Vers la fin de la trêve à Notre-Dame-des-Landes
Après plusieurs semaines de calme relatif, le printemps s'annonce tendu sur le site du projet d'aéroport du grand ouest. Avec la fin de la commission de dialogue mise en place par le gouvernement pour calmer les esprits, les opérations d'évacuation des opposants pourraient reprendre dans les jours qui viennent.
Ce n'est pas pour rien que le site du projet d'aéroport du Grand ouest a été classé en zone humide. Sans une solide paire de bottes et malgré le printemps, impossible d'évoluer au creux des sentiers du bocage sans s'enfoncer dans la boue.
Le temps d'une trêve
Malgré l'humidité et le froid, ce n'est pas sûr que les opposants présents sur le site espèrent tellement le printemps. Depuis la mise en place d'une commission de dialogue par Matignon fin novembre, le site du projet d'aéroport connaît une sorte de trêve hivernale : aucun affrontement direct avec les forces de l'ordre.
Pendant cette pause de plusieurs semaines, des dizaines de cabanes ont poussé le long des lisières de la forêt de la Zad, pour "zone d'aménagement différée" rebaptisée "zone à défendre". D'après plusieurs sources, il y aurait en moyenne 300 opposants présents sur le site.
Parmi eux, Emilie (prénom d'emprunt) est arrivée il y a une quinzaine de jours. Entre deux averses, elle cherche des morceaux de bois pour pouvoir construire sa cabane.
Sur la Zad, les nouveaux venus sont accueillis à La Châtaigne. On y trouve des dortoirs, un four à pain et une quincaillerie. Le lieu est géré à tour de rôle par l'un des 200 collectifs de soutiens en France. C'est ce lieu dont le tribunal de Saint-Nazaire vient d'ordonner l'expulsion ce mardi.
"Unis au-delà des barricades"
Car la donne est en train de changer. Ce jeudi, le même tribunal pourrait également ordonner l'expulsion d'un autre fief de la contestation : la ferme de Bellevue. Et les paysans qui l'occupent sont inquiets. Mardi matin, deux camions de gendarmes mobiles ont tenté de passer devant le bâtiment. Cela faisait plusieurs semaines qu'ils ne les avaient pas vus. Romain, un ouvrier agricole installé dans la ferme depuis deux mois, est allé au devant des forces de l'ordre avec l'un des 35 tracteurs dont dispose les opposants.

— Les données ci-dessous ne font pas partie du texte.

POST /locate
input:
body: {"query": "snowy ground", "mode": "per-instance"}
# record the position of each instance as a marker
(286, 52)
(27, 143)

Les gendarmes se font de plus en plus présents © Radio France
Pour tous, c'est le signe que l'hiver est terminé. Marc, croisé dans un champ boueux, dit qu'il s'y attend depuis quelques jours : "Ces semaines de repos nous ont permis de beaucoup discuter avec des gens qui viennent d'un peu partout. C'est l'occasion d'être unis au-delà des barricades. Mais on a quand même parlé des stratégies de défense. Ou plutôt de la diversité des stratégies de défense". Il faut dire qu'entre les militants historiques, les paysans du secteur et les "zadistes", les opposants sont loin d'être une communauté unie. Mais Marc l'assure : "nous sommes prêts".
Mettre un terme à une "zone de non-droit"
S'ils sont plus présents ces derniers jours, les gendarmes n'ont jamais déserté le terrain. Impossible d'accéder à la Zad sans croiser un contrôle routier. Les journalistes n'y échappent pas et leurs numéros de carte de presse sont communiqués à la hiérarchie. "On nous a demandé de lister les journalistes présents. Je ne sais pas pourquoi", explique un gendarme.
Mais la pression devrait encore augmenter d'un cran dans les jours qui viennent. Plus que les décisions des tribunaux, c'est la fin de la commission de dialogue que craignent les opposants. Une échéance que Jacques Auxiette attend avec impatience. Le président de la région Pays de la Loire est un farouche défenseur du projet d'aéroport, comme il l'explique sans ambages dans un livre numérique publié il y a quelques jours sur son blog.
"Ca commence à sentir bon"
A la Châtaigne, on s'attend à une nouvelle opération policière après celle de l'automne. De nouvelles barricades ont été installées sur les routes. Elles sont gardées en quasi-permanence.
Et quoi qu'il en soit, pour Cyril Bouligand du collectif de paysans opposés à l'aéroport, une nouvelle intervention policière serait une victoire.
"S'ils osent attaquer, il y aura des réactions en chaîne dans toute la France"
Signe de la confiance qui règne sur la Zad, on discute déjà de l'ouverture dans les prochains mois de lieux alternatifs et de nouvelles exploitations agricoles sur les terres normalement prévues pour l'aéroport.